LAKE Macquarie’s Brayden Asser had the whole world at his feet.
The 20-year-old snapped up an apprenticeship not long out of school – “which is hard to do, in today’s climate” – and had started to carve out his own path as an apprentice roof plumber, a job he “absolutely loved”.
Tragically, it was while working on the job that an incident left the youngster in the fight of his life.
Brayden was working at a Mayfield West recycling facility on March 8 when he fell six metres after stepping through a hole in a roof that was undergoing repairs.
The former Warners Bay High School student landed on a steel beam before he was carried down to safety by fellow workers.
His injuries were severe.
He was rushed to John Hunter Hospital where he remained for the next nine days fighting a brave battle to overcome a broken neck and fractured skull.
He died on Saturday after suffering a major stroke the day before.
“In a split second your whole life changes forever,” his devastated aunt Jodie Calvert told the Newcastle Herald. “It has been shattering for everyone, but we’re all sticking together as best we can. He put up a really brave fight.”
Brayden, his family said, was “just like any other young man”. He loved the beach and was a “mad bodyboarder” who spent a lot of his spare time catching up with his mates. His family was important to him, too, as was his career.
The Macquarie Hills man wanted to work in any trade and was “over the moon” when he picked up an apprenticeship as a roof plumber and “loved working”, in part because of the camaraderie he had with his workmates.
The contractor was working on a fire-damaged roof at Benedict Recycling in the Steel River industrial estate, with SafeWork NSW confirming on Monday that an investigation into the incident was ongoing.

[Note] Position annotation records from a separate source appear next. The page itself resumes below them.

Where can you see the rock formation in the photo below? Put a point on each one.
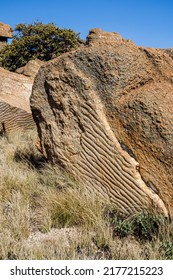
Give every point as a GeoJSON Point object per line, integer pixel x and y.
{"type": "Point", "coordinates": [104, 112]}
{"type": "Point", "coordinates": [15, 112]}
{"type": "Point", "coordinates": [15, 89]}
{"type": "Point", "coordinates": [31, 68]}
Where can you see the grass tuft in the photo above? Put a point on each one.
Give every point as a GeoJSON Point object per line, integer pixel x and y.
{"type": "Point", "coordinates": [46, 214]}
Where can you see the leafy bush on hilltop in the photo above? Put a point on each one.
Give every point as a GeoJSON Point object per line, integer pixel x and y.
{"type": "Point", "coordinates": [37, 40]}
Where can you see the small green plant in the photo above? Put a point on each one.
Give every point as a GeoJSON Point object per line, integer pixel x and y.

The workplace safety authority issued a prohibition notice to the roofing contractor to stop work “until its fall prevention systems are improved”.
A spokesman for SafeWork NSW said the contractor had complied with that order.
The roof at Benedict Recycling was damaged after a fire in December, which the company said at the time was caused by extreme heat. There was also a separate fire in September.
Despite the pain of losing their loved one, Ms Calvert said the family was treating Brayden’s death as a tragic accident.
“We don’t place any blame on anybody,” she said.
“It has been from their point of view an absolutely horrific accident, a tragedy. We know there is an investigation that will occur, but at this time it is the least of our worries.”
She added: “We can’t change what happened.”
The family thanked Brayden’s coworkers, paramedics, the Newcastle police rescue squad and the staff at John Hunter Hospital.